Personal information
- Date of birth: 27 August 1993 (age 32)
- Place of birth: Bourg-en-Bresse, France
- Height: 1.93 m (6 ft 4 in)
- Position: Defender

Team information
- Current team: Bourg-Péronnas
- Number: 5

Youth career
- 2004–2009: Bourg-Péronnas
- 2009–2012: Auxerre

Senior career*
- Years: Team / Apps / (Gls)
- 2012–2016: Bourg-Péronnas / 59 / (3)
- 2016–2017: CA Bastia / 28 / (1)
- 2017–2019: FC Villefranche / 55 / (1)
- 2019–2022: Bourg-Péronnas / 45 / (1)
- 2022–2023: Louhans-Cuiseaux / 27 / (1)
- 2023–: Bourg-Péronnas / 81 / (2)

= Quentin Lacour =

French association football player (born 1993)

Quentin Lacour (born 27 August 1993) is a French professional footballer who plays for club Bourg-Péronnas.

==Club career==
Lacour was part of the youth training centre at Bourg-en-Bresse for five years, before signing professional with the club. He made two appearances in the 2015–16 Ligue 2 season.

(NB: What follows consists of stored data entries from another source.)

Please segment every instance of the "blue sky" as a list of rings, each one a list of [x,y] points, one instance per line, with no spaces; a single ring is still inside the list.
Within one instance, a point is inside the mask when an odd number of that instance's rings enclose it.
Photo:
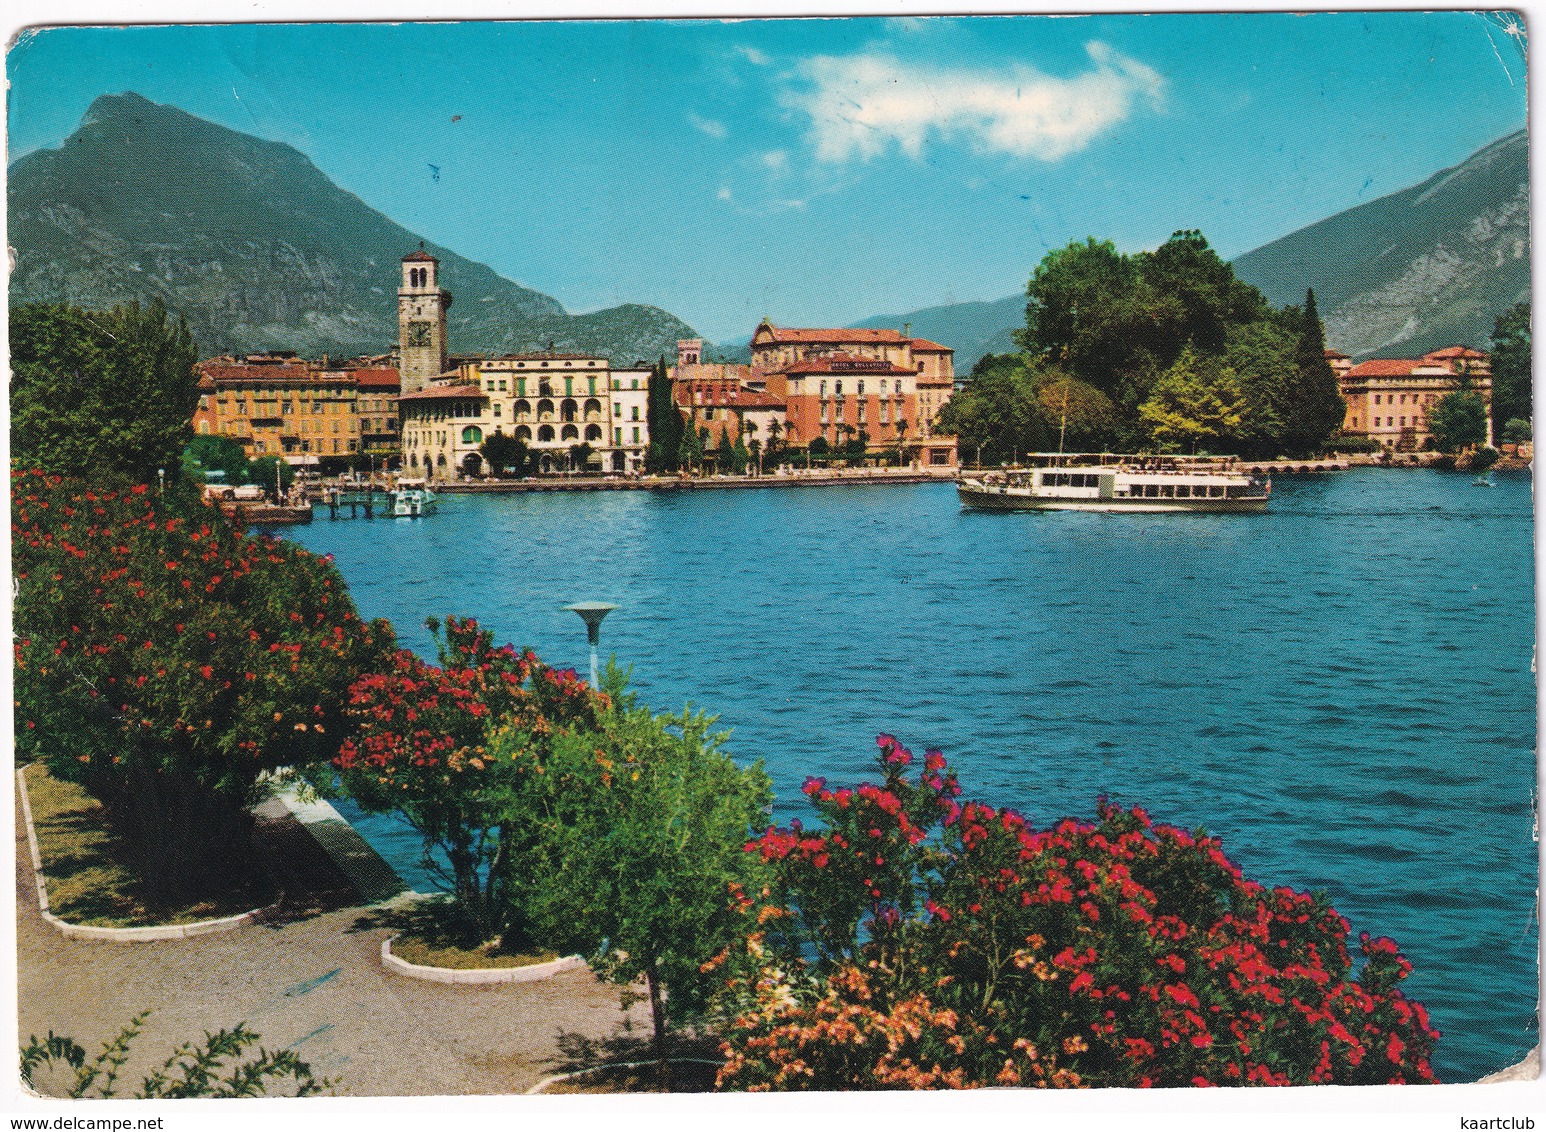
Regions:
[[[10,153],[138,91],[571,310],[654,303],[727,340],[999,298],[1087,235],[1201,228],[1233,256],[1404,188],[1524,125],[1502,22],[62,28],[10,53]]]

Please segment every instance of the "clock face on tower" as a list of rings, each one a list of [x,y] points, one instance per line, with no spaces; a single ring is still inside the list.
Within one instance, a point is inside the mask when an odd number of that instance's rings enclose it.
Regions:
[[[408,324],[408,345],[430,345],[430,324],[427,322],[410,322]]]

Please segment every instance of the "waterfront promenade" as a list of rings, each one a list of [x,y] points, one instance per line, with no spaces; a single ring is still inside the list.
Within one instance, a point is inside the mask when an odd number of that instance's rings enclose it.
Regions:
[[[294,819],[271,812],[265,824],[306,855]],[[53,1030],[95,1053],[153,1010],[123,1070],[124,1095],[177,1045],[239,1022],[265,1047],[293,1049],[341,1096],[521,1093],[613,1050],[626,1055],[649,1033],[647,1005],[625,1014],[618,988],[583,968],[494,986],[389,974],[379,909],[353,903],[325,864],[282,878],[291,913],[272,923],[157,943],[66,939],[39,915],[26,836],[18,804],[20,1038]]]

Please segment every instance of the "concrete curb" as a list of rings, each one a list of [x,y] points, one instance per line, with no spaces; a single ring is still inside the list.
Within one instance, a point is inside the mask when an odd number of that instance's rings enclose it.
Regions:
[[[28,766],[31,764],[29,763]],[[263,908],[241,912],[235,916],[223,916],[218,920],[200,920],[194,924],[148,924],[138,928],[104,928],[95,924],[72,924],[48,910],[48,881],[43,875],[43,853],[38,847],[38,833],[32,824],[32,800],[27,796],[27,767],[16,771],[16,785],[21,791],[22,819],[27,824],[27,847],[32,852],[32,879],[38,886],[38,912],[43,922],[61,932],[66,939],[105,939],[114,943],[153,943],[157,940],[188,939],[192,936],[213,935],[234,928],[246,927],[272,916],[284,903],[284,893],[279,899]]]
[[[674,1065],[724,1064],[722,1061],[710,1061],[706,1057],[668,1057],[666,1060]],[[576,1069],[573,1073],[557,1073],[552,1077],[544,1077],[521,1095],[526,1097],[536,1096],[538,1093],[545,1091],[549,1085],[557,1085],[564,1081],[572,1081],[576,1077],[584,1077],[588,1073],[600,1073],[603,1069],[639,1069],[643,1066],[654,1064],[654,1058],[650,1058],[648,1061],[609,1061],[605,1065],[592,1065],[589,1069]]]
[[[532,983],[585,966],[585,960],[578,955],[565,955],[561,959],[528,963],[524,967],[480,967],[465,971],[453,967],[424,967],[392,954],[392,940],[396,938],[394,935],[381,941],[381,965],[404,978],[424,979],[431,983]]]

In June 2016 he signed for CA Bastia in the Championnat National due to lack of playing time at Bourg-en-Bresse. A year later, in June 2017, he moved to FC Villefranche. During his second year at the club, he was part of the Villefranche side which reached the round of 16 in the 2018–19 Coupe de France, in which the club lost 0–3 in extra time to Ligue 1 club Paris Saint-Germain F.C.

Lacour returned to Bourg-en-Bresse in June 2019.